I use SQLite Manager for firefox to remove single sites from cache. All you have to do is open places.sqlite in your user profile folder using this plugin and remove the site. It's not exactly an easy solution but it does work. Make sure you backup your profile 1st!
Ross, I have the perfect answer for you. Get on the current tab that you want cookies cleared. Click tools > Page Info. Or install Page Info Forms & links for a shortcut. Then click the Security Tab. Then View Cookies button. It will bring up all the cookies for the relevant domain. Click the ones you want to delete, and click remove.
Seems we have cookies covered here.
As for cache, the trick is to make your development server force a refresh.

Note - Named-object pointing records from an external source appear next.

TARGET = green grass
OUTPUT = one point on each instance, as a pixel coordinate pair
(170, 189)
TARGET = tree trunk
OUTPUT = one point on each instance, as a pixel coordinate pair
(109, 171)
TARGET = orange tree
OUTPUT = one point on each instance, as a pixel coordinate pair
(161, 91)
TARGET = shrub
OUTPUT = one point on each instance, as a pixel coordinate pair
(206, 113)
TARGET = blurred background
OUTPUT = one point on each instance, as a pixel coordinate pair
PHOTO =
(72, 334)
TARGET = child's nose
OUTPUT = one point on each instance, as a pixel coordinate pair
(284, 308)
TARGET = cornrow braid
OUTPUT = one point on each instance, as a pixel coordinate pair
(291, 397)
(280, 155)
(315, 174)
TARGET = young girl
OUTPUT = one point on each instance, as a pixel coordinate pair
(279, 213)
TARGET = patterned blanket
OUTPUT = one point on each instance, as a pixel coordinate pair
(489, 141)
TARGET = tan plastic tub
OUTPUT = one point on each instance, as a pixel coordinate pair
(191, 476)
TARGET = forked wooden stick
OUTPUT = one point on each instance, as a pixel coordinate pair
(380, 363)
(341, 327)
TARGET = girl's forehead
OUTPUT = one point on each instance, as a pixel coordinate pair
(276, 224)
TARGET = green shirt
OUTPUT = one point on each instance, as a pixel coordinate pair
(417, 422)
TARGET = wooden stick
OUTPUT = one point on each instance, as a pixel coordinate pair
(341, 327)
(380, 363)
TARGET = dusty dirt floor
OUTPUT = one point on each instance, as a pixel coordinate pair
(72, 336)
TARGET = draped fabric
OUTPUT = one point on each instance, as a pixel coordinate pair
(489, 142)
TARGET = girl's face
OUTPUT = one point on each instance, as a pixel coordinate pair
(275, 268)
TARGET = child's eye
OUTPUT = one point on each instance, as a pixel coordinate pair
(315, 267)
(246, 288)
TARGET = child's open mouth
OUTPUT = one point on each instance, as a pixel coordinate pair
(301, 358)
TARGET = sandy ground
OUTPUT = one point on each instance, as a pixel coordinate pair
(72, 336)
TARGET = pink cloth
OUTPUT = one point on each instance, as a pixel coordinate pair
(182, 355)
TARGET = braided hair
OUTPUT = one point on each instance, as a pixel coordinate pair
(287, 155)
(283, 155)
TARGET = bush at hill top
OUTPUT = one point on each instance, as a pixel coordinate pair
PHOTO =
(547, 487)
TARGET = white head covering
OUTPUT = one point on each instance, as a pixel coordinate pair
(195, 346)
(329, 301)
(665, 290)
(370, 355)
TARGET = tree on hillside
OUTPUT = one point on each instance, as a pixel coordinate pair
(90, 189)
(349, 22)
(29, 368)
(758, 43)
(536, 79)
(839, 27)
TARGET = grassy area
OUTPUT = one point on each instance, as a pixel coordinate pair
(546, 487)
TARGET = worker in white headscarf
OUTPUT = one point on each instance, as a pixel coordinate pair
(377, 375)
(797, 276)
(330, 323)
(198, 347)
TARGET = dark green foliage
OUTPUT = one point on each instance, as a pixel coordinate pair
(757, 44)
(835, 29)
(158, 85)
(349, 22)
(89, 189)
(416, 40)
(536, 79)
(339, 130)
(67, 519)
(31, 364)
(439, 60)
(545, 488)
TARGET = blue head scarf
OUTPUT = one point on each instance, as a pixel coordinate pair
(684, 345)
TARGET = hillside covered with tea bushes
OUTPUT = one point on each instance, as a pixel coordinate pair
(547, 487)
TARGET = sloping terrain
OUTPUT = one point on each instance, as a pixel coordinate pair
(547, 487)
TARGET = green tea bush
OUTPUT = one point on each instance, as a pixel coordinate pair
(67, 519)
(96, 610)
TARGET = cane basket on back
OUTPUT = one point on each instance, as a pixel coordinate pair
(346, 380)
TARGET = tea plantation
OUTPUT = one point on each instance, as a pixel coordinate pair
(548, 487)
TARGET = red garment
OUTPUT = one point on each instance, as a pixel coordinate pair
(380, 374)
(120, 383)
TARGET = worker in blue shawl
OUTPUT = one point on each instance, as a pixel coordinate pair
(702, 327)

In httpd, you probably have some some cache directives to swap out for these:
Header set Cache-Control "no-cache, must-revalidate"
ExpiresActive On
ExpiresDefault "now"
In header:
<meta http-equiv="cache-control" content="no-cache, no store"/>
The benefit of doing it the httpd way is that your scripts/images/css get refreshed.
In that way you are not restricting yourself to just browser with web developer toolbar, you can use other browsers such as chrome that does not do the no-cache thing so easily.
Another extension that handles the cookie part of the question with a little more ease than the rest is Close'n forget
https://addons.mozilla.org/en-US/firefox/addon/closen-forget
You can use it by toolbar button/context menu/keyboard shortcut in order to close the current page, discarding any cookies it held.
Optionally, the site can be removed from browser history and (again optionally) all the pages you visited in the current page can be removed from browser history too.
Simple solution is simple - use two different browsers.
Say chrome for your email and Firefox for dev.
Also, you have Cookie Swap. but it doesn't really work quite as smoothly as you'd like.